Kaitlyn Parsons*, Adrian Radocea, Mohammad Mehdi Pour, Tao Sun1, Narayana Aluru, Alexander Sinitskii and Joseph W Lyding
The bottom-up wet chemical synthesis of Graphene Nanoribbons (GNRs) opens interesting opportunities for tailoring the GNR structure with atomic precision. Atomically precise porous GNRs are a replacement chemically synthesized variation that the fabrication procedures yielding multiple pores during a single ribbon and therefore the electronic details of the ribbon haven't been reported. during this study, porous GNRs are dry contact transferred in ultrahigh vacuum to wash silicon and III-V semiconducting substrates and examined using UHV Scanning Tunneling Microscopy (STM) and Spectroscopy (STS). STM imaging confirms the expected porous structure and indicates a singular electronic feature at the graphene nanopores and STS measurements indicate a 2.0 eV band gap. These results are compared to first-principles DFT simulations during which an increased local density of states at the pores is predicted. A GW correction predicts a 2.89 eV band gap. Illumination of pore effects in GNRs contributes to an increased understanding of the tunability of GNR electronic structure. Porous GNRs have potential applications in molecular filtration, detection and DNA sequencing.

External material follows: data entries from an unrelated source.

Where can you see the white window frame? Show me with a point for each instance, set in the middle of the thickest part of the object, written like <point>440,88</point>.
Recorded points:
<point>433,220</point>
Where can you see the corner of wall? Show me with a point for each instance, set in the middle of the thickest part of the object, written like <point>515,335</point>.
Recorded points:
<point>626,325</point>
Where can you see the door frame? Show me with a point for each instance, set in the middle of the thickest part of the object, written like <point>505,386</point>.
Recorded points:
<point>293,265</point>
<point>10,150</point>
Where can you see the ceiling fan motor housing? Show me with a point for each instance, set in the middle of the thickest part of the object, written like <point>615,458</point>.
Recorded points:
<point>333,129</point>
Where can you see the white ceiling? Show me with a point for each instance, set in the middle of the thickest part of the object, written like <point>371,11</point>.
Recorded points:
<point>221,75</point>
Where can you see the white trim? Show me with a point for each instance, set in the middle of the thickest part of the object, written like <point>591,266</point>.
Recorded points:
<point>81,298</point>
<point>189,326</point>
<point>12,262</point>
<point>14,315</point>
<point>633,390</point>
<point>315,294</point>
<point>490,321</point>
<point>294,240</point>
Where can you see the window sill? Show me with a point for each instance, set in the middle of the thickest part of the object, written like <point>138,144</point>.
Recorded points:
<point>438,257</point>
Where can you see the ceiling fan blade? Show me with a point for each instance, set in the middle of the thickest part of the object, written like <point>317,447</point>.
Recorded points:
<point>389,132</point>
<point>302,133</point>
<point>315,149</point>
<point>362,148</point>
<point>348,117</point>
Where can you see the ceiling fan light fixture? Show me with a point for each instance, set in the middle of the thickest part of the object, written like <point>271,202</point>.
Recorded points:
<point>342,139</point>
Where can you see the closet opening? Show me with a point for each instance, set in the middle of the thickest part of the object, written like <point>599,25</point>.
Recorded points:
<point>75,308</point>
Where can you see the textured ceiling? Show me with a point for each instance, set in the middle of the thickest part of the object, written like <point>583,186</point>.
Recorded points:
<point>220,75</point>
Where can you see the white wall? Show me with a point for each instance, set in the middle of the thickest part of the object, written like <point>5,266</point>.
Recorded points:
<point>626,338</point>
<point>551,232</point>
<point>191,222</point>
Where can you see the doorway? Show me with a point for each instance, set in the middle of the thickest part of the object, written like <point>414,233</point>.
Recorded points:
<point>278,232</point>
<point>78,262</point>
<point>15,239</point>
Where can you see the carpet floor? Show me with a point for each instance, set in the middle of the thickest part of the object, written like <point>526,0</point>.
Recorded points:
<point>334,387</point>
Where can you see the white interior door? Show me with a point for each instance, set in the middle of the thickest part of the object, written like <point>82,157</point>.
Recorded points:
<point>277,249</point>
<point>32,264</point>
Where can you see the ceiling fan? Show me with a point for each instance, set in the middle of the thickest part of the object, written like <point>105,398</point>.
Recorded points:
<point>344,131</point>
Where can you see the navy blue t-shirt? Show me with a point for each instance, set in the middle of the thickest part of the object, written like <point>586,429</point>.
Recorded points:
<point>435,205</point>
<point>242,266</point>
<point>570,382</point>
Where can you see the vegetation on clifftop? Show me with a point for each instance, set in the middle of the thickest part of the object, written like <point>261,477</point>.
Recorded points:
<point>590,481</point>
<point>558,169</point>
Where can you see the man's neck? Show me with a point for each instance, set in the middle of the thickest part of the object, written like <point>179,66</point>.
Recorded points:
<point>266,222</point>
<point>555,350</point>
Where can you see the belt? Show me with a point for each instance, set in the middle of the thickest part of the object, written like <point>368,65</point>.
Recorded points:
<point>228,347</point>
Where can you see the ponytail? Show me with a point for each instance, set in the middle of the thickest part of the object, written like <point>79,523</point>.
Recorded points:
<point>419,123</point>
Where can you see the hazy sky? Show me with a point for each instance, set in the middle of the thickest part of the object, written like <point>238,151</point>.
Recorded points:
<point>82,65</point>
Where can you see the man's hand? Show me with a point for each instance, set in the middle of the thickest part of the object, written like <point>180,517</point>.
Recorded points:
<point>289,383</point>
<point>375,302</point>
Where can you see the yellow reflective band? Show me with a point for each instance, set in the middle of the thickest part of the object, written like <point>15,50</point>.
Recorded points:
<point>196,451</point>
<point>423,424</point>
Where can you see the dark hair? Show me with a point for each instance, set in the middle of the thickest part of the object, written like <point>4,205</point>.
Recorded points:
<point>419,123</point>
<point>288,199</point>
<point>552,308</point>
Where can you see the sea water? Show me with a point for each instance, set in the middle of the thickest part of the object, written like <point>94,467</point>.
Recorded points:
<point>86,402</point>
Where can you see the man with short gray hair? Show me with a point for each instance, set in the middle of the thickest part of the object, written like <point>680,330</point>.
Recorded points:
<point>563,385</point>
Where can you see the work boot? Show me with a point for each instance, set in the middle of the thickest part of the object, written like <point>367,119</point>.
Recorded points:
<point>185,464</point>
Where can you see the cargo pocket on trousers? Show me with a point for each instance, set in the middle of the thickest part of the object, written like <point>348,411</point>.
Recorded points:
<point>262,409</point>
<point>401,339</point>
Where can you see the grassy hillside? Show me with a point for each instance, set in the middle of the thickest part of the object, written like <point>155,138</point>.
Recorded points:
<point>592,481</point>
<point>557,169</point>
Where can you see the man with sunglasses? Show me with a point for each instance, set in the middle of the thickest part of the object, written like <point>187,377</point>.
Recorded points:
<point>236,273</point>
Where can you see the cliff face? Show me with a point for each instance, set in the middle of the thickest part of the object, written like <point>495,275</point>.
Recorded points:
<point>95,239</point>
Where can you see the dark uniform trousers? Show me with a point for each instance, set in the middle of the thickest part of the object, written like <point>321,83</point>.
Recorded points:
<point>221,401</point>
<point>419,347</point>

Moore’s law is that the observation that the transistor density during a chip will double approximately every two years. Scaling below the 10nm node limit for silicon transistors introduces excessive heating and quantum effects, like tunneling of electrons that degrade the performance of the logic device. New materials are required so as to continue scaling and increasing microprocessor chip performance. Two-dimensional materials possess an inherent advantage for continued scaling and have promising electrical properties. Two-dimensional atomic crystals were first experimentally isolated from bulk material in 2004 by K. S. Novoselov, A. K. Geim, et al. during this work, mechanical exfoliation using tape was wont to pull apart layers of highly oriented pyrolytic graphite. This highly reliable procedure leads to a two-dimensional monolayer of carbon atoms during a hexagonal lattice, a cloth referred to as graphene. before this work, free-standing two-dimensional films were thought to be thermodynamically unstable below a critical thickness consisting of a couple of atomic layers. Typically, thin films segregate or decompose thanks to the decreasing film thickness and decreasing melting temperatures. Despite this fact, Novoselov et al. prepared a spread of two-dimensional films using micromechanical cleavage under ambient conditions following the success of graphene. Van der Waals forces hold the layers together within the three-dimensional form. Repeated micromechanical cleavage breaks these weak bonds to make two-dimensional films.